Tie encoder weights to dictionary (use D^T as encoder).

Parameters

  • bias : bool, optional

    • Whether to include bias in encoder, by default False.

Return

  • self

    • Returns self for method chaining.


untied(self,
       bias=False,
       copy_from_dictionary=True)

Create a new encoder with weight from the current dictionary (or random init).

Parameters

  • bias : bool, optional

    • Whether to include bias in encoder, by default False.
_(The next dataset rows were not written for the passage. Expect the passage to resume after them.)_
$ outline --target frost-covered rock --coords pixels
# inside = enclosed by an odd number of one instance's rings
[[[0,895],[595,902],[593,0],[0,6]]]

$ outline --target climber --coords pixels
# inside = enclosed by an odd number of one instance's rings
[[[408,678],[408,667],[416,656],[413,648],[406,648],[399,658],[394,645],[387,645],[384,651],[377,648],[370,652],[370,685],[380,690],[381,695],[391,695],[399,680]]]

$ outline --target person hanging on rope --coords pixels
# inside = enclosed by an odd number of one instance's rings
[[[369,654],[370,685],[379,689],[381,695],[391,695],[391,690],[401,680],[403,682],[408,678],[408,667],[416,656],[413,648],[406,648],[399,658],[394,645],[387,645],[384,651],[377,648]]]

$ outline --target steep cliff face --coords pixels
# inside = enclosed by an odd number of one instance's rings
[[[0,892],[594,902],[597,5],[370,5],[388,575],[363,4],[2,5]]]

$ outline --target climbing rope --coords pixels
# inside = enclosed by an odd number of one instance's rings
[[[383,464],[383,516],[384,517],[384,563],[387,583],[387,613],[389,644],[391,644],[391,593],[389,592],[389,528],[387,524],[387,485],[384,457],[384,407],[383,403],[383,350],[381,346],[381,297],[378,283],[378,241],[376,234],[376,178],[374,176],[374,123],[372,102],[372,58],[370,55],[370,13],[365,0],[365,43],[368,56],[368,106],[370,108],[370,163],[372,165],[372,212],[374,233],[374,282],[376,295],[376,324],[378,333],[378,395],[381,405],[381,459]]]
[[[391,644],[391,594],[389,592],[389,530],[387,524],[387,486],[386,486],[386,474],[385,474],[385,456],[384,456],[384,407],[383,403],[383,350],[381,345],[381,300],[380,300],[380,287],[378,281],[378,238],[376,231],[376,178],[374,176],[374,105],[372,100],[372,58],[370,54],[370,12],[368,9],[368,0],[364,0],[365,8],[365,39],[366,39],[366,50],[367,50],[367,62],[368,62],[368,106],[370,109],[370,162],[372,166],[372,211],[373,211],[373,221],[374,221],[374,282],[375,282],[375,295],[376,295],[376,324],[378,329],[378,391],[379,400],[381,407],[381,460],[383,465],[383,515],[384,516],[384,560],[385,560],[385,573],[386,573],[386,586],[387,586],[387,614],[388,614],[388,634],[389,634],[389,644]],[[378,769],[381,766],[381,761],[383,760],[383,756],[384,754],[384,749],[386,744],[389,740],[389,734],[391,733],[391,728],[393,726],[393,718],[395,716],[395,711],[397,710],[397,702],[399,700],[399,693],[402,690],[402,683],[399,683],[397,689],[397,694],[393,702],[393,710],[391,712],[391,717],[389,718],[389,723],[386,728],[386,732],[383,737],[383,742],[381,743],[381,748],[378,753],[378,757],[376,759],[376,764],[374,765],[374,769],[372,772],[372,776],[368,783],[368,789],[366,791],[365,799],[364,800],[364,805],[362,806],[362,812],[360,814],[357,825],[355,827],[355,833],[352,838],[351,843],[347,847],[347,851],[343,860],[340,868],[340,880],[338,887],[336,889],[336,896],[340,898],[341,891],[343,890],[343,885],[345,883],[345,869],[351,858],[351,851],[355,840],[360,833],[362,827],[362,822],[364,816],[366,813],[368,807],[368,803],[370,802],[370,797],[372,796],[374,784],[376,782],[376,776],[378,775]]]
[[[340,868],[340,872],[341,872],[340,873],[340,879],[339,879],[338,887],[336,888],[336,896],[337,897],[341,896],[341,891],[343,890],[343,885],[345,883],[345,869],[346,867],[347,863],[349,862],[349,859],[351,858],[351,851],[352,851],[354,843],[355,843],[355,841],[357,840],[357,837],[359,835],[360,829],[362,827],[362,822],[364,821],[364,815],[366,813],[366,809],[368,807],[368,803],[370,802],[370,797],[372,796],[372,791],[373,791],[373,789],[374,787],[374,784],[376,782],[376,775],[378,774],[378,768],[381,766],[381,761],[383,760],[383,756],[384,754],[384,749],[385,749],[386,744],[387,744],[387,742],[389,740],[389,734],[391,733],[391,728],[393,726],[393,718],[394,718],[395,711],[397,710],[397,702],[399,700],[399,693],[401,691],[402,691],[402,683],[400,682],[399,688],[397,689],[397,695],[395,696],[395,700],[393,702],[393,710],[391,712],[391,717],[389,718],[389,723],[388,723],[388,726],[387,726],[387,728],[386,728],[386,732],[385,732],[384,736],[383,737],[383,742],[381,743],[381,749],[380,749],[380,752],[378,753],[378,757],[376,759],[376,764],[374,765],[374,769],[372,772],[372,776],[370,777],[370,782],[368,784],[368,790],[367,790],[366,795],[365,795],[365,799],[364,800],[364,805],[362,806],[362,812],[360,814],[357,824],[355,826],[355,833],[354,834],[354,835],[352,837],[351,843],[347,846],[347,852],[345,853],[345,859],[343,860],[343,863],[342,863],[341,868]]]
  • copy_from_dictionary : bool, optional

    • If True, initialize encoder with current dictionary weights, by default True.

Return

  • self

    • Returns self for method chaining.


get_dictionary(self)

Return the learned dictionary.

Return

  • torch.Tensor

    • Learned dictionary tensor of shape (nb_components, input_size).


forward(self,
        x)

Perform a forward pass through the autoencoder.

Parameters

  • x : torch.Tensor

    • Input tensor of shape (batch_size, input_size).

Return

  • SAEOuput

    • Return the pre_codes (z_pre), codes (z) and reconstructed input tensor (x_hat).


encode(self,
       x)

Encode input data to latent representation.

Parameters

  • x : torch.Tensor

    • Input tensor of shape (batch_size, input_size).

Return

  • pre_codes : torch.Tensor

    • Pre-codes tensor of shape (batch_size, nb_components) before the jump operation.

  • codes : torch.Tensor

    • Codes, latent representation tensor (z) of shape (batch_size, nb_components).